A reliable protection is indispensable for a power system. When a fault or an abnormal system condition occurs (such as: over/under-voltage, over/under-frequency, overcurrent and so on) the related protective relay has to react in order to isolate the affected section while leaving the rest of the power system in service. The protection must be sensitive enough to operate when a fault occurs, but the protection should be stable enough not to operate when the system is operating at its maximum rated current. There are also faults of a transient nature, a lightning stroke on or in the vicinity of a transmission line for instance, and it is undesirable that these faults would lead to a loss of supply. Therefore, the protective relays are usually equipped with autoreclosure functionality. Autoreclosure implies that the protective relay, directly after hav- ing detected an abnormal situation leading to the opening of the contacts of the circuit breaker, commands the contacts of the circuit breaker to close again in order to check whether the abnormal situation is still there. In case of a fault of a transient nature, the normal situation is likely to be restored again so that there is and was no loss of supply. When the abnormal situation is still there, the protective relay commands the circuit breaker to open its contacts again so that either the fault is cleared or consecutive autoreclosure sequences can follow.

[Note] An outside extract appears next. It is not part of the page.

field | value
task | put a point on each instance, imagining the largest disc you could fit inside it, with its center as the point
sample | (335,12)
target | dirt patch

In most cases, so-called back-up protection is installed in order to improve the reliability of the protection system.
When protective relays and circuit breakers are not economically justifiable in certain parts of the grid, fuses can be applied. A fuse combines the ‘basic functionality’ of the current transformer, relay and circuit breaker in one very simple overcurrent protection device. The fuse element is directly heated by the current passing through and is destroyed when the current exceeds a certain value, thus leading to an isolation of the faulted sections or components. After the fault is repaired/removed, the fuse needs to be replaced so that the isolated grid section can be energized again.
A source of information is General Electric’s well respected Protection and Automation Application Guide, formerly known as the Network Protection and Automation Guide (NPAG). It is a comprehensive 500 page technical reference that offers protection engineers and technicians the latest information and advice on protective relays, measurement and control, including in-depth application spotlights, typical applications with one-line diagrams, product selector guides, and technical brochures for General Electric’s protection and control products and services.
The Protection and Automation Application Guide has been popular with protection engineers and technicians since 1966.